Lantas, siapakah Wali Allah itu?
Sebelum menjawab pertanyaan tersebut, perlu dipahami terlebih dahulu bahwa ada dua jenis ibadah yang dilakukan oleh seorang hamba. Pertama, ibadah wajib, yaitu ibadah yang diperintahkan oleh Allah dan tidak boleh ditinggalkan, seperti salat lima waktu, puasa Ramadan, zakat, dan haji bagi yang mampu. Kedua, ibadah sunnah atau nafilah atau tathawwu’, yaitu ibadah tambahan yang tidak diwajibkan, tetapi sangat dianjurkan karena mendekatkan diri kepada Allah, seperti salat sunnah, puasa Senin-Kamis, membaca Al-Qur’an, dan lain-lain.
Seorang hamba yang mencintai Allah senantiasa menunaikan ibadah yang wajib, kemudian melengkapinya dengan ibadah sunnah. Apabila dia mampu istiqamah dalam ibadah tersebut, maka dia akan naik level menjadi pribadi yang dicintai Allah. Itulah yang menjadi definisi dari seorang wali, yaitu pribadi yang mencintai Allah dan dicintai oleh-Nya.
Namun perlu diingat, tanda cinta Allah tidak melulu berwujud harta melimpah maupun objek materil lainnya. Sebagai contoh, Qarun adalah orang yang diberi kekayaan luar biasa oleh Allah, tetapi karena kesombongannya, dia justru dibenci dan dibinasakan oleh Allah. Banyak sedikitnya harta bukan ukuran dari cinta Allah.
Tanda-tanda Allah mencintai hamba-hambanya
Tidak ada yang bisa memastikan status kewalian seseorang. Ilmu tentang hal itu sudah pasti menjadi rahasia Ilahi. Namun, ada beberapa ciri yang terdapat pada para wali yang bisa jadi tanda kedekatan seseorang dengan Rabb-nya.
Pertama, hati yang condong kepada kebaikan. Seorang wali cenderung mudah melakukan kebaikan. Jika seseorang masih malas beribadah, malas dilibatkan pada kemaslahatan bersama, kemungkinan besar dia belum masuk pada level wali Allah.
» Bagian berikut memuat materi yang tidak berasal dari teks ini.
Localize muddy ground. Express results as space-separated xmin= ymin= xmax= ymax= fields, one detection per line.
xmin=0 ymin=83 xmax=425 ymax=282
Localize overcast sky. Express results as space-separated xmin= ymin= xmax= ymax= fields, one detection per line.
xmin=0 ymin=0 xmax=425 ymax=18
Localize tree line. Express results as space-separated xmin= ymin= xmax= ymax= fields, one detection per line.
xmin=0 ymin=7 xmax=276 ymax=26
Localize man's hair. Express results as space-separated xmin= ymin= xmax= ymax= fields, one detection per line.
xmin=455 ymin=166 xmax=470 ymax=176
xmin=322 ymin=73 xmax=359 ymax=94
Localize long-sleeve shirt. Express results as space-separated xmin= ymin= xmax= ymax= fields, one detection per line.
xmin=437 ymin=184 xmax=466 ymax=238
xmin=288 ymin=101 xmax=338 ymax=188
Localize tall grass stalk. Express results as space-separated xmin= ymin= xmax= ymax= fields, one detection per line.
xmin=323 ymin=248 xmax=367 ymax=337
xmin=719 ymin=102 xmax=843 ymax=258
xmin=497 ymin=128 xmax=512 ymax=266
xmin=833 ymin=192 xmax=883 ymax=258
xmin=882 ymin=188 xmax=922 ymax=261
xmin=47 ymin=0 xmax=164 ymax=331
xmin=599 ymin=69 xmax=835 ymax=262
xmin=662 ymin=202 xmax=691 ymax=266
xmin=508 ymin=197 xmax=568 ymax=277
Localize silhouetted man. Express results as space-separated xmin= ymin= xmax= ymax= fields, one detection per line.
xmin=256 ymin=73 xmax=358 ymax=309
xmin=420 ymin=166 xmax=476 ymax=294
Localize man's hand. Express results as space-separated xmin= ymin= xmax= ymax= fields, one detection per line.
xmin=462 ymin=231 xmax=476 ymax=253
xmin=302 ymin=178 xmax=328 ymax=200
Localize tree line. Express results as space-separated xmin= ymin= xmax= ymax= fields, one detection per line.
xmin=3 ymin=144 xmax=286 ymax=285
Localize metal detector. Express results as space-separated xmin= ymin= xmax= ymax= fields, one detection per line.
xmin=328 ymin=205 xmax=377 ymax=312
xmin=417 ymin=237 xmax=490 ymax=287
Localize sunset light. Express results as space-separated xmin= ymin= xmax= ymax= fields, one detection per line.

Kedua, melakukan hal yang bermanfaat dan terjaga dari perbuatan sia-sia. Misalnya, telinga senang mendengar kajian, nasihat, atau ilmu yang bermanfaat sekaligus risih ketika mendengarkan ghibah, fitnah dan sebagainya. Pandangannya nyaman digunakan melihat hal-hal yang baik, seperti membaca Al-Qur’an, buku ilmu sekaligus tidak nyaman jika melihat kemaksiatan.
Ketiga, doanya dikabulkan. Do'a dari seorang wali mudah diterima dan dikabulkan oleh Allah. Di sisi lain, seorang wali tentu tidak akan berdoa kecuali itu membawa kebaikan dan kemaslahatan bagi banyak pihak.
Keempat, mendapat perlindungan Allah. Jika seorang wali Allah meminta pertolongan, maka Allah akan langsung menurunkan pertolongan dan perlindungan-Nya. Namun bukan berarti seorang wali hidupnya tanpa kesulitan. Ada momen dimana Allah mengujinya dengan kesulitan dan musibah.
Selain tanda-tanda tersebut, beberapa wali diberikan keistimewaan luar biasa di luar nalar manusia. Keistimewaan tersebut disebut dengan karamah. Seringkali masyarakat mudah terjebak pada ilusi karamah palsu yang dipertontonkan oleh sebagian orang untuk mendapatkan keuntungan. Untuk membedakan yang asli dan palsu, satu-satunya cara adalah melihat kualitas ibadah yang dilakukan. Jika ibadahnya tidak bagus, sudah jelas itu bukan karamah, malah bisa jadi bisikan dari setan.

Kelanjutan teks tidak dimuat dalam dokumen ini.